The physiotherapist has a conversation with Brian, who has taken much of the advocacy burden from me. Brian looks more like Dad than I do (I am adopted!), with beard and baldhead. Katherine wants to give Dad some physiotherapy to help him to more easily transfer from the wheelchair to the bed. Brian says that we need to refuse this help, since making Dad stronger in this activity will only jeopardize his safety. Dad is in palliative care, we have to reassure them, and this is a different situation than most of the other residents. Dad will not get stronger. He will get weaker and requires two people to lift him now. There is no sense in helping keep up his strength to defy the care staff.

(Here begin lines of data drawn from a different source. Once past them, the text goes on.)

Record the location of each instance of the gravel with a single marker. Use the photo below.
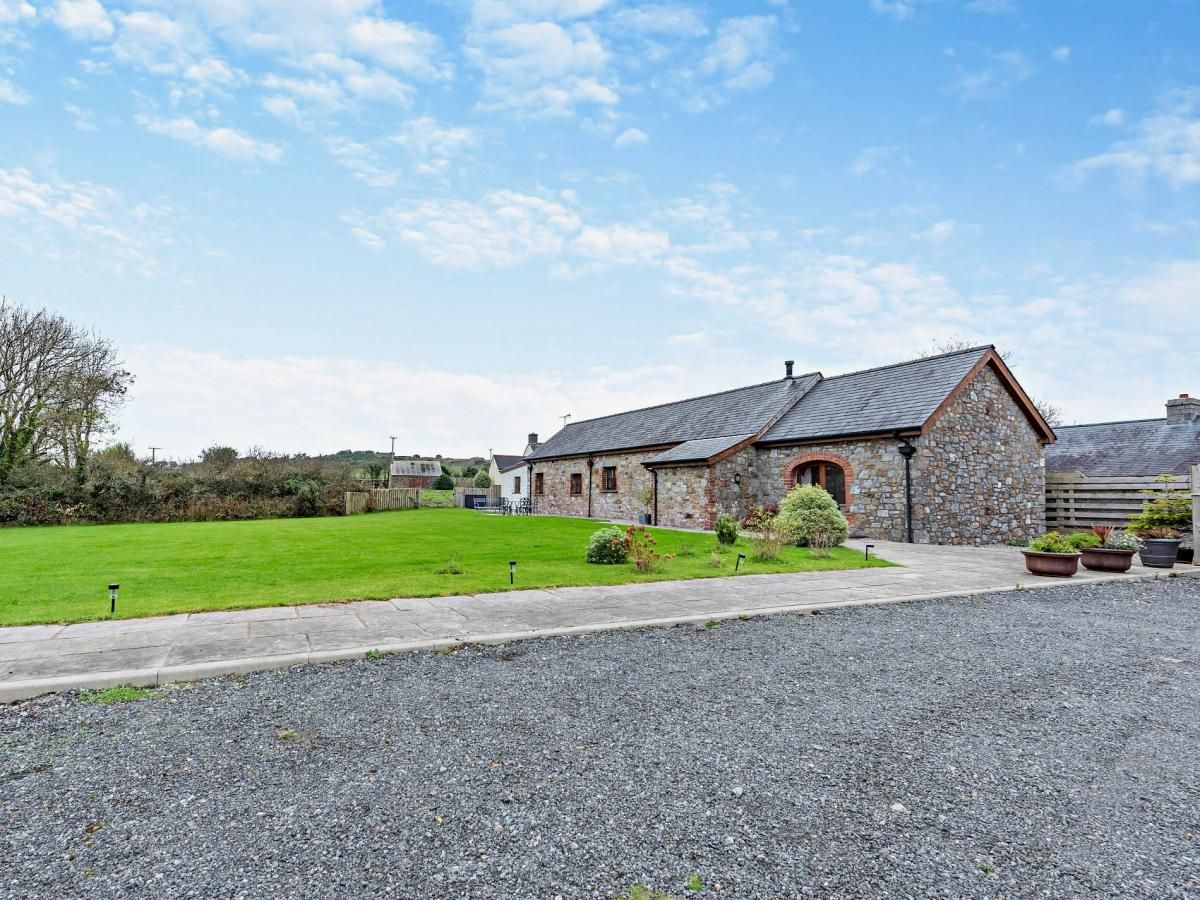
(1024, 744)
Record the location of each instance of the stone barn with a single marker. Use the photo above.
(941, 450)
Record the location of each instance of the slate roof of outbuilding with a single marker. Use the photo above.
(742, 411)
(505, 462)
(697, 450)
(898, 397)
(893, 397)
(1146, 447)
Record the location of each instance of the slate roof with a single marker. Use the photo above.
(876, 400)
(505, 462)
(742, 411)
(1147, 447)
(697, 450)
(898, 397)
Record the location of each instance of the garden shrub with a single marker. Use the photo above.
(1051, 543)
(607, 547)
(726, 528)
(1085, 540)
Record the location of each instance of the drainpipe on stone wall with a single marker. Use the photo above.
(655, 474)
(906, 451)
(591, 463)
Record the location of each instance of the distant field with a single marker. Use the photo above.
(61, 574)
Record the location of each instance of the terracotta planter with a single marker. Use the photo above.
(1099, 559)
(1159, 552)
(1061, 565)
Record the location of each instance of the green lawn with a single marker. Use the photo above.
(61, 574)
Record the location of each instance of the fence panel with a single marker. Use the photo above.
(1077, 501)
(396, 498)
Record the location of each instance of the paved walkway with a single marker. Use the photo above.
(39, 659)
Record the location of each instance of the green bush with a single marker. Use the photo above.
(726, 529)
(606, 547)
(1051, 543)
(1121, 540)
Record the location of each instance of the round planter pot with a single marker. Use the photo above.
(1159, 552)
(1061, 565)
(1099, 559)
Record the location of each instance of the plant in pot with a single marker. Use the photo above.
(1104, 549)
(1051, 555)
(1163, 517)
(647, 498)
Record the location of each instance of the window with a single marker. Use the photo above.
(828, 474)
(609, 478)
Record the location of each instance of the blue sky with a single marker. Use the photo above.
(313, 225)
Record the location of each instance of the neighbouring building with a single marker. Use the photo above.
(413, 473)
(943, 450)
(510, 471)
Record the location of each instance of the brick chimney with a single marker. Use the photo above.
(1185, 409)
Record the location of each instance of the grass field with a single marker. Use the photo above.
(61, 574)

Brian has a conversation with the dietician. She has found that Dad seems to like to have an egg a day. Brian feeds him breakfast on a daily basis, and this is what he wants. The dietician is concerned with his cholesterol. Again, we explain that he has been given a final prognosis, the brain tumour is inoperable and untreatable, and we want him to be happy eating whatever he wants to eat. Like a teenager with anorexia he has been asserting his will around the issue of food. It is the last stand for dad. This reminds Brian of his stepfather, who was in a nursing home with Alzheimer’s Syndrome many years ago. They wanted to put him on a diet, as they are worried about his food intake. Again, let us just keep him happy.
At home, alone in the solitude, I began the day by wrestling with Bell telephone. Dad’s phone has been disconnected, he cannot use it properly anymore, and yet he is still getting bills. Dealing with Bell has been incredibly frustrating. The company is too big and no one seems to know what is really going on. The same is true for mail. We get a continual assault of mail directed to Mr. or Mrs. Jilks. It has been my job to weed out the junk mail and the solicitations from the various charities with whom Mom and Dad communicated. “Admail” cannot be returned. These are the bulk mailings that companies send to us all. They are unreturnable, due to the cheap rates for this type of mail. Opening the mail I scrawl, “deceased” on the form begging for donations, and return it to the charity. It is difficult to do on some days.